Nyx bufó, un sonido que era más un juicio que una negación, pero no se movió. Era el único ser en Harbor Light que parecía tolerar su presencia. Los otros niños del orfanato la llamaban "la rara"; decían que las luces parpadeaban a su paso, que los espejos reflejaban sombras que no estaban allí, o que el aire a su alrededor se volvía extrañamente denso. Una vez, el agua de su vaso se había congelado en pleno verano. Cosas pequeñas, inexplicables, que la habían aislado en su propia burbuja de extrañeza.

Fue al desayunar, entre miradas de reojo y el murmullo constante de las voces ajenas, cuando notó el primer signo innegable. El pan que sostenía, un trozo rancio y apelmazado, se cubrió de escarcha en sus manos, como si el invierno hubiera decidido anidar en su palma.

—¿Qué diablos…? —tartamudeó, escondiendo la mano bajo la mesa, mientras sintió el frío quemándole los dedos.

Nyx saltó a su regazo. Después, una voz ronca, como el crujido de la madera vieja, resonó en su mente, y también en el aire, perfectamente audible:

—Ya es hora, pequeña bruja. El grimorio te espera en el desván.

El corazón de Scarlett golpeó su pecho como un pájaro enjaulado, desesperado por escapar. Bajó la mirada hacia Nyx, esperando que su mente le jugara una broma cruel, una alucinación producto del sueño. Pero los labios del gato negro se movieron de nuevo, pronunciando palabras perfectamente claras, emitiendo un sonido rasposo y antiguo.
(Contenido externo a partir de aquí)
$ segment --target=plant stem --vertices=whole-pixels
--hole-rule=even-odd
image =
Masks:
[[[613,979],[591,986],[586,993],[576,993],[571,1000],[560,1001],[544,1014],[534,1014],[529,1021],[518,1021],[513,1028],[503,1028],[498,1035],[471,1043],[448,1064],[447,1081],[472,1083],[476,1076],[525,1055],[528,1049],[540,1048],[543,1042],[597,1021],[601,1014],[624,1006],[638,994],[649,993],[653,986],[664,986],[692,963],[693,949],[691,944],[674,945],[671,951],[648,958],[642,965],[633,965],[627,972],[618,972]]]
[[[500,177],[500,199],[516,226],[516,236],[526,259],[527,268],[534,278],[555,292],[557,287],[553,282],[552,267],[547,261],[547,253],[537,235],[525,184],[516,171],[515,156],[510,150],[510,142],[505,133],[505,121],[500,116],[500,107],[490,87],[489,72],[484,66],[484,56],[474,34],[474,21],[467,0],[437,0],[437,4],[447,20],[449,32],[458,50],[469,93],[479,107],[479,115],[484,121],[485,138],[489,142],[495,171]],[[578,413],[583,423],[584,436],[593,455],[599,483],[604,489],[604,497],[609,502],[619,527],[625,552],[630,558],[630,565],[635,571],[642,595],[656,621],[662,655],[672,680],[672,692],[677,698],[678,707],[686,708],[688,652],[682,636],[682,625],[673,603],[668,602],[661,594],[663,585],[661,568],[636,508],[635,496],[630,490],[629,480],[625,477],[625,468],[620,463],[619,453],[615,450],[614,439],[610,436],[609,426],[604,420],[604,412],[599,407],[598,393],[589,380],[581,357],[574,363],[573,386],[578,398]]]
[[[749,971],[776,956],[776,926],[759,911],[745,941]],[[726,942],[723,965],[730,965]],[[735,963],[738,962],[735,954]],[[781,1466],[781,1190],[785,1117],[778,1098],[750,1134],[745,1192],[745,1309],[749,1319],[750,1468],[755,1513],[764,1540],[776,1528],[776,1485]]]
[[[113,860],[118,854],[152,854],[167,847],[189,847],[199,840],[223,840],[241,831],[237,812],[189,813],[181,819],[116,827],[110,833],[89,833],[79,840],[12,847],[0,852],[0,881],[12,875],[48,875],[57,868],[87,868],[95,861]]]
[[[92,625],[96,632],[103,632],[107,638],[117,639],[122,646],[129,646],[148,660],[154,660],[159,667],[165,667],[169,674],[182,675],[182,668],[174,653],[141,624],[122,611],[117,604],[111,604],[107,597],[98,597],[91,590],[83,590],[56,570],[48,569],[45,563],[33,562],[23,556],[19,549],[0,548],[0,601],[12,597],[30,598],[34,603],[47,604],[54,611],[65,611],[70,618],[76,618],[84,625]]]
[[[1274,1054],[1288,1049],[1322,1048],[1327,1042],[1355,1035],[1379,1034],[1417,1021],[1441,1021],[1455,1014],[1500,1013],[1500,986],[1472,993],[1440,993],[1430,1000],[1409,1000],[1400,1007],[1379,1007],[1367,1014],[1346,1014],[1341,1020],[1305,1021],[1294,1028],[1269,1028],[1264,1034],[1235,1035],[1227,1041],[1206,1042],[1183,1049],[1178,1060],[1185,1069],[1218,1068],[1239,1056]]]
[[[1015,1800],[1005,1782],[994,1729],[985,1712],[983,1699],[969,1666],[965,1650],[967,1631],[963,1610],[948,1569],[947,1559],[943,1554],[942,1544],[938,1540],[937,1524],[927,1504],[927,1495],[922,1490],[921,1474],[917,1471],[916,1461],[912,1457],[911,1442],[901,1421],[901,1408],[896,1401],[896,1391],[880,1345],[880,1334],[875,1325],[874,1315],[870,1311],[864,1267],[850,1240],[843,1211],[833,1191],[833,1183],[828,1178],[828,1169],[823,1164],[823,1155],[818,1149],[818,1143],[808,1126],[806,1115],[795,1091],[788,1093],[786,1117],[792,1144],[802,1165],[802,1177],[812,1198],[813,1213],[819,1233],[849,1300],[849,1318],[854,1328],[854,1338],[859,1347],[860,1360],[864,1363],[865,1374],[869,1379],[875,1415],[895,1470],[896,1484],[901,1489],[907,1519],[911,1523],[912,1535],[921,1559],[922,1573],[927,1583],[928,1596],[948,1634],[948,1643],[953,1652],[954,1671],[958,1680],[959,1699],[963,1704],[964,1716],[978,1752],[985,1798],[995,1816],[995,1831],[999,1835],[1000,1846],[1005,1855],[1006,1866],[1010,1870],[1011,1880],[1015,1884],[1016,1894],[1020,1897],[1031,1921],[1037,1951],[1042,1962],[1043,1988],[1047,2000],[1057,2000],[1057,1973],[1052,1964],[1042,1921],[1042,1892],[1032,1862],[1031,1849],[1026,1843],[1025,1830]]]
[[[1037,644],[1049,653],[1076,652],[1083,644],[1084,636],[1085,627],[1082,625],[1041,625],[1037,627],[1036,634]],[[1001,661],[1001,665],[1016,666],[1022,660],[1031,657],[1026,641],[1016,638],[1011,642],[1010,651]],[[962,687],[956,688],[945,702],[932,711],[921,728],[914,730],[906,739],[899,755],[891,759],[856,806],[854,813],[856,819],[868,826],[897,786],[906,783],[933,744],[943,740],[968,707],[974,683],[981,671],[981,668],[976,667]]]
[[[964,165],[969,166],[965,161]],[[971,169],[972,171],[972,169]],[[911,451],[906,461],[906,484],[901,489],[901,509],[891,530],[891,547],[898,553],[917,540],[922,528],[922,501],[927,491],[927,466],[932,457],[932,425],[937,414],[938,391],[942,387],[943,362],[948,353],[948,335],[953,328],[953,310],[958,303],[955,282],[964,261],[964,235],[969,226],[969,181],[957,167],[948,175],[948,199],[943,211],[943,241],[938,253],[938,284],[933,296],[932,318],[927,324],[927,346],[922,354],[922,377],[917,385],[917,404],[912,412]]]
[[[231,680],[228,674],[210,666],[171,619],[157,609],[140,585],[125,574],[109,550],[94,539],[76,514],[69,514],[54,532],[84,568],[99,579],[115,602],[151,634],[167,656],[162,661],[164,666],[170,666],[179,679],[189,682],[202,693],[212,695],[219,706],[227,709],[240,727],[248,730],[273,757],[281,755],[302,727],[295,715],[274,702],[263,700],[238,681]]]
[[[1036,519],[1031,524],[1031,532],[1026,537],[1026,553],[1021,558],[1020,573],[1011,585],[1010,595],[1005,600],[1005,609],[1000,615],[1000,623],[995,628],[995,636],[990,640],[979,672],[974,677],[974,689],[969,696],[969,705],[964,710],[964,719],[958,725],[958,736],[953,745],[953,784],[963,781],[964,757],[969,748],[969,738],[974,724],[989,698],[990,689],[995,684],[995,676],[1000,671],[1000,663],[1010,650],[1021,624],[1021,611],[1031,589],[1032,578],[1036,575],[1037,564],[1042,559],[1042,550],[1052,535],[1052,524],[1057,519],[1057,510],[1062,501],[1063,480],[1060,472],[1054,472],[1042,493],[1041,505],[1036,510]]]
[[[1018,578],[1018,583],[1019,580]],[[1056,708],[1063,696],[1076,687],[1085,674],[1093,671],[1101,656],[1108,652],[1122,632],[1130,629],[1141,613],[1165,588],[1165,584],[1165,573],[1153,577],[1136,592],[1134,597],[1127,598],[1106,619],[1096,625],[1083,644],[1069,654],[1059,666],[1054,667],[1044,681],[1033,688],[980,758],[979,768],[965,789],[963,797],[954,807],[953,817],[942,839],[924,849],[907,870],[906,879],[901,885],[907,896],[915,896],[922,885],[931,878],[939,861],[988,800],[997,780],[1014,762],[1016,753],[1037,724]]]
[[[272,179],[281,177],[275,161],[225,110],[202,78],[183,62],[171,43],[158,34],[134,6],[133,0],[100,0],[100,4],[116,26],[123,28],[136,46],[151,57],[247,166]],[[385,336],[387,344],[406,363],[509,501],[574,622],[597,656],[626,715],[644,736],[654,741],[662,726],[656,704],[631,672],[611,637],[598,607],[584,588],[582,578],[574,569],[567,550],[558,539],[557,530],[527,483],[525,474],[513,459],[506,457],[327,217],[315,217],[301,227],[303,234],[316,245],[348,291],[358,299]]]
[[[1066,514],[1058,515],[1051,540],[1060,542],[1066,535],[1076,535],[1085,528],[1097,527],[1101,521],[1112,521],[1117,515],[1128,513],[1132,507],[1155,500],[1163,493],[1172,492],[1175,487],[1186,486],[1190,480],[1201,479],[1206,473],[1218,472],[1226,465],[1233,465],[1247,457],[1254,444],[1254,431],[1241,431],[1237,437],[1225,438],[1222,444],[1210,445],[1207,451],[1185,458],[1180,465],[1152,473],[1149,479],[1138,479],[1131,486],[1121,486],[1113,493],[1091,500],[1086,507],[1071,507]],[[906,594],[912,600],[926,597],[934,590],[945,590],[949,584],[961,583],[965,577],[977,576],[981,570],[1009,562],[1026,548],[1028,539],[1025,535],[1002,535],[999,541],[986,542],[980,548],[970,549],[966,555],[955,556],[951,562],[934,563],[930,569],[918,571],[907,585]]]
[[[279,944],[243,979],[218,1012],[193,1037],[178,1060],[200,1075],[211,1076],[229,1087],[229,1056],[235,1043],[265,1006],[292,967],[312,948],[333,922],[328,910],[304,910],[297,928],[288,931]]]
—No te quedes ahí boquiabierta. El desván. Ahora.

Scarlett tragó saliva. El mundo a su alrededor pareció detenerse: los niños riendo en la mesa, el tenedor que cayó al suelo con un tintineo, el viento golpeando las ventanas. Todo sonaba lejano, como si una niebla espesa se hubiera cerrado sobre sus sentidos, dejándola a solas con la voz del gato.

—¿Qué... qué eres? —susurró, intentando anclarse de una realidad que se desmoronaba.

Nyx ladeó la cabeza, y por primera vez, Scarlett notó algo demasiado humano en su expresión, una chispa de inteligencia ancestral en sus ojos dorados.

—Tu familiar, tontita. Aunque deberías preguntarte qué eres tú.

Un escalofrío le recorrió la espalda, más frío que la escarcha de sus manos. Antes de que pudiera responder, Nyx saltó al suelo y se dirigió hacia la puerta trasera con la cola erguida. Scarlett lo siguió sin pensar, esquivando a la señora Driscoll, que gritaba algo sobre "niñas desagradecidas" y "desayunos sin terminar".

El pasillo que llevaba al desván olía a humedad y a tiempo detenido, una mezcla de polvo y recuerdos olvidados. La escalera crujió bajo sus pies como un animal herido, cada peldaño una queja antigua. Con cada paso, el símbolo de su muñeca ardía, un latido sordo que parecía susurrar: "más cerca, más cerca".

—Aquí —Nyx se detuvo frente a una trampilla en el techo, un cuadrado oscuro en la madera—. Empuja.

Scarlett estiró los brazos, los músculos tensos por la anticipación y el miedo. La madera cedió con un gemido prolongado, revelando una oscuridad espesa, tan densa que parecía absorber la poca luz del pasillo. El aire que bajó era frío y olía a hierbas secas, a tinta vieja y a algo más, algo eléctrico y olvidado.

—No tengas miedo —murmuró Nyx, aunque su voz sonó menos segura, casi con un matiz de precaución—. Bueno, ten un poco.

Una luz tenue se encendió en el interior, como si alguien hubiera prendido una vela invisible en el corazón de la oscuridad. Y entonces lo vio: un libro enorme, cubierto de piel gastada, con un candado en forma de luna creciente. El mismo símbolo que llevaba grabado en la piel.